Recycling, Money, Sustainability, and Me

This past weekend, the NBC News segment “Growing Number of Cities Suspending Recycling Programs Over Rising Costs” showed the example of Casa Grande, Arizona as indicative of a downward trend prevalent among American cities. I watched this story with interest, since we’ve experienced the rise and fall and rise again of recycling programs in Montgomery, too.

The segment described how cities are struggling to finance and maintain curbside recycling programs, especially now that China has stopped buying these materials. It also hints at how and why the end of such programs is problematic. Amid concerns about climate change, there is a real need to recycle, now more than ever.

If you watch the whole two-and-a-half minute segment, you’ll hear from local teacher Rick Wilson, who has a “one-man volunteer” recycling program at his school. For the brief moment that he speaks, Wilson admits that he is only making a small difference, but he’s doing something.
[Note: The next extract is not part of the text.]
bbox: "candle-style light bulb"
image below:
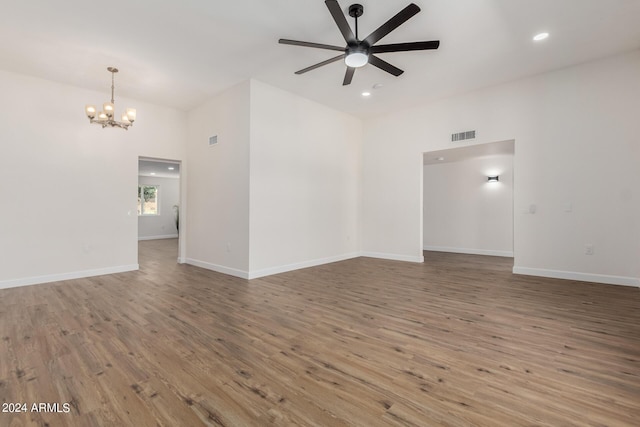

I was glad that the reporter included Wilson, because his approach, to me, is the among the best options: pitching in and taking action personally, rather than making excuses while we wait on government services. For city governments to collect recyclable materials, it is necessary to pay for employees’ salaries and benefits and for trucks’ gasoline and insurance. However, if ordinary citizens do the collection work ourselves, then the processing of it becomes more affordable for the city.

In addition to my school garden, I’ve got a recycling program like Rick Wilson’s at our school, which I started after coming home from the National Sustainability Teacher Academy last summer. Three or four student volunteers collect the materials every Friday afternoon from receptacles in a dozen classrooms around campus. I then load the bags of mostly plastic drink bottles into my truck and drive them to the green dumpsters adjacent to our recycling facility. It takes the students fifteen minutes to collect it all, it takes me about thirty minutes to haul it, and the costs are miniscule.

I agree that municipal support for sustainability is a good idea, but we’ve got to recognize when personal and community effort offer a better solution than a government program. The first and best thing we can do is to buy and consume fewer single-serving bottled drinks, given how affordable and durable most refillable water bottles are now. Another thing we can do is to make the effort to sort our own recycling and organize a few neighbors and friends to share the duty of carrying them to be processed. Honestly, if more people did just those two things and nothing else, we would see a big difference.